Published: 2020-12-03

Total Pages: 235

ISBN-13: 1108901727

DOWNLOAD EBOOK →

This book argues that modernists such as James Joyce and Virginia Woolf engaged creatively with modernity's expanding forms of collective experience and performative identities. Judith Paltin compares patterns of crowds in modernist Anglophone literature to historical arrangements and theories of democratic assembly to argue that an abstract construction of the crowd engages with the transformation of popular subjectivity from a nineteenth-century liberal citizenry to the contemporary sense of a range of political multitudes struggling with intersectional conditions of oppression and precarity. Modernist works, many of which were composed during the ascendancy of fascism and other populist politics claiming to be based on the action of the crowd, frequently stage the crowd as a primal scene for violence; at the same time, they posit a counterforce in more agile collective gatherings which clarify the changing relations in literary modernity between subjects and power.

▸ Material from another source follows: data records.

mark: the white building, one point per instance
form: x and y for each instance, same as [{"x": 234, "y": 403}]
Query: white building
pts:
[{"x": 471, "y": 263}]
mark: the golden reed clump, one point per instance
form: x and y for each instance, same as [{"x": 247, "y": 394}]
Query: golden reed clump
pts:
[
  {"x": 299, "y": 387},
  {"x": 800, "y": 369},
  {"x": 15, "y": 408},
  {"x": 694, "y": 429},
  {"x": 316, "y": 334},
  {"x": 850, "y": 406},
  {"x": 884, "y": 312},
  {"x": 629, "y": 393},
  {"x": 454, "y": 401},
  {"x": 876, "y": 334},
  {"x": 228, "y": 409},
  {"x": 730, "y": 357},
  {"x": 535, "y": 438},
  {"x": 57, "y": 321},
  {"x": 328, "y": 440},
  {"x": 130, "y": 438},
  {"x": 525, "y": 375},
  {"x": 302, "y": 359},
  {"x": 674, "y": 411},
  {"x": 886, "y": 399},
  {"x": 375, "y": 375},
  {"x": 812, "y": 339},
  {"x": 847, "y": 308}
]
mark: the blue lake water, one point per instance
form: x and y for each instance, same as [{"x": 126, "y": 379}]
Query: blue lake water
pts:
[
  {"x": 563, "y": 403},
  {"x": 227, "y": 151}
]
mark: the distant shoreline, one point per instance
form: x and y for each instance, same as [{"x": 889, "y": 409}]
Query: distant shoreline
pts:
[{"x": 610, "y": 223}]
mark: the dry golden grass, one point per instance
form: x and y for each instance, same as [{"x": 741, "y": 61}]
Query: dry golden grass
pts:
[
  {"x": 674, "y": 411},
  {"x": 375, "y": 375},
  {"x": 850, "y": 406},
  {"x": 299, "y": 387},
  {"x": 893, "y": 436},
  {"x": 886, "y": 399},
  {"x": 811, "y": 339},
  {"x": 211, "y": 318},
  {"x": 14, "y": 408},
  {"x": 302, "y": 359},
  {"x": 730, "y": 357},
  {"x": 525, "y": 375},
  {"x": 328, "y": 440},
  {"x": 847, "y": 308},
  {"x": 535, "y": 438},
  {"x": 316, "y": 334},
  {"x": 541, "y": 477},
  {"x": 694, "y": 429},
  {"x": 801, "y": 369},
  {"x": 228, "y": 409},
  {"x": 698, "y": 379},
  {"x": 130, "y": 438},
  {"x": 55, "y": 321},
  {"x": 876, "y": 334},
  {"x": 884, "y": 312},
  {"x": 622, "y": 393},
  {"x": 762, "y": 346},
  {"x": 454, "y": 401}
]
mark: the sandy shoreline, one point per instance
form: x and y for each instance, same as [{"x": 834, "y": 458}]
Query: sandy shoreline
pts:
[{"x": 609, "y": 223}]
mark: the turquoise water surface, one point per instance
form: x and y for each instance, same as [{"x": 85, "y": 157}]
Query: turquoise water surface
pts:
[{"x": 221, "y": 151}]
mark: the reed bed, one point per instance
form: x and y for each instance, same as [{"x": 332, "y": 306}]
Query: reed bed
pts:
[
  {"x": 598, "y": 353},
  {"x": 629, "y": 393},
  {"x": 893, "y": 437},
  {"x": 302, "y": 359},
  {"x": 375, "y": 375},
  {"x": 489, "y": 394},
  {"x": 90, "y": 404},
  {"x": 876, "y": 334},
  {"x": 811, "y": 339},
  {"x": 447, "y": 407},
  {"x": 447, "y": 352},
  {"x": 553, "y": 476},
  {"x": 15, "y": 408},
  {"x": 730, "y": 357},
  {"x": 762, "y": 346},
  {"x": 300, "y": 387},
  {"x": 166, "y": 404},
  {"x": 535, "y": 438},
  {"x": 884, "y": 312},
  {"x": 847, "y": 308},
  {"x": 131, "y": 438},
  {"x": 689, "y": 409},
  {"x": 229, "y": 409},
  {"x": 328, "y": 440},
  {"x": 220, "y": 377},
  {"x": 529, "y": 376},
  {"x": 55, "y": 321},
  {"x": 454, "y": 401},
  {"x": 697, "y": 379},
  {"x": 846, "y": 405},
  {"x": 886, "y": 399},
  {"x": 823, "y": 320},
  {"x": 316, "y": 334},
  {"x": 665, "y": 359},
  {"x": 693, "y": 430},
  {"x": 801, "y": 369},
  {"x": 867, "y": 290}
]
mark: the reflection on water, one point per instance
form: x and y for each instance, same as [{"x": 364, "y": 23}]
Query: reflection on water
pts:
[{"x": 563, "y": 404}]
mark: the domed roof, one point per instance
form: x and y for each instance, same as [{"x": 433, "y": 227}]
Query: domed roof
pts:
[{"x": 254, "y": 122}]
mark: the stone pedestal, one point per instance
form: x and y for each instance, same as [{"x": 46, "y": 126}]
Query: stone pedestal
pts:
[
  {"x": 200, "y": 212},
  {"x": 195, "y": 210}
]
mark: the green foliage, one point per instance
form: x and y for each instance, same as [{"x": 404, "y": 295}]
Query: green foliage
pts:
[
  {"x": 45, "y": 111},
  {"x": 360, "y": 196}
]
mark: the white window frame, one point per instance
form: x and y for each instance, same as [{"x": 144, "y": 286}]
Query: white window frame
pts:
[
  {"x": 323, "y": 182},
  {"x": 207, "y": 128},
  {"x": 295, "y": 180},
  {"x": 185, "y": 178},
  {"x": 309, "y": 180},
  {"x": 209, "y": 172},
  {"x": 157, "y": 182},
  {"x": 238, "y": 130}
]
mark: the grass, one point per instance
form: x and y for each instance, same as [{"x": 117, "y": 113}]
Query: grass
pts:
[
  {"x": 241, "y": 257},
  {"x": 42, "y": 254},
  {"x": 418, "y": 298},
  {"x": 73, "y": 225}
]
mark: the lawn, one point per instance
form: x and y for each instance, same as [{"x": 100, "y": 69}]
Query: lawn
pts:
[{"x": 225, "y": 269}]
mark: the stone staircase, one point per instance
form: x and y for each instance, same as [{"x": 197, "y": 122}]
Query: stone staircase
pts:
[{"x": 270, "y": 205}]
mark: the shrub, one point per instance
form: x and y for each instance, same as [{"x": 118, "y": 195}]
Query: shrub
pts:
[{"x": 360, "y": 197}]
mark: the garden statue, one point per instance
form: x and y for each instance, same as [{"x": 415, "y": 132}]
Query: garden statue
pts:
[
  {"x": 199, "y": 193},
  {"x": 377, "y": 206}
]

Critical Companion to James Joyce

Critical Companion to James Joyce PDF

Author: A. Nicholas Fargnoli

Publisher: Infobase Publishing

Published: 2014-05-14

Total Pages: 465

ISBN-13: 1438108486

DOWNLOAD EBOOK →

Examines the life and writings of James Joyce, including a biographical sketch, detailed synopses of his works, social and historical influences, and more.

Modernism

Modernism PDF

Author: Lawrence Rainey

Publisher: John Wiley & Sons

Published: 2005-07-15

Total Pages: 1217

ISBN-13: 0631204482

DOWNLOAD EBOOK →

Modernism: An Anthology is the most comprehensive anthology of Anglo-American modernism ever to be published. Amply represents the giants of modernism - James Joyce, Gertrude Stein, Virginia Woolf, T.S. Eliot, Ezra Pound, Wallace Stevens, Marianne Moore, Samuel Beckett. Includes a generous selection of Continental texts, enabling readers to trace modernism’s dialogue with the Futurists, the Dadaists, the Surrealists, and the Frankfurt School. Supported by helpful annotations, and an extensive bibliography. Allows readers to encounter anew the extraordinary revolution in language that transformed the aesthetics of the modern world .

Semicolonial Joyce

Semicolonial Joyce PDF

Author: Derek Attridge

Publisher: Cambridge University Press

Published: 2000-06-22

Total Pages: 284

ISBN-13: 9780521666282

DOWNLOAD EBOOK →

A landmark collection of essays examining Joyce's relationship with Irish colonialism and nationalism.

James Joyce

James Joyce PDF

Author: Len Platt

Publisher: Bloomsbury Publishing

Published: 2011-10-06

Total Pages: 193

ISBN-13: 1441165460

DOWNLOAD EBOOK →

Introduces the work of James Joyce, the literary, historical and political contexts in which he wrote and his critical reception up to the present day.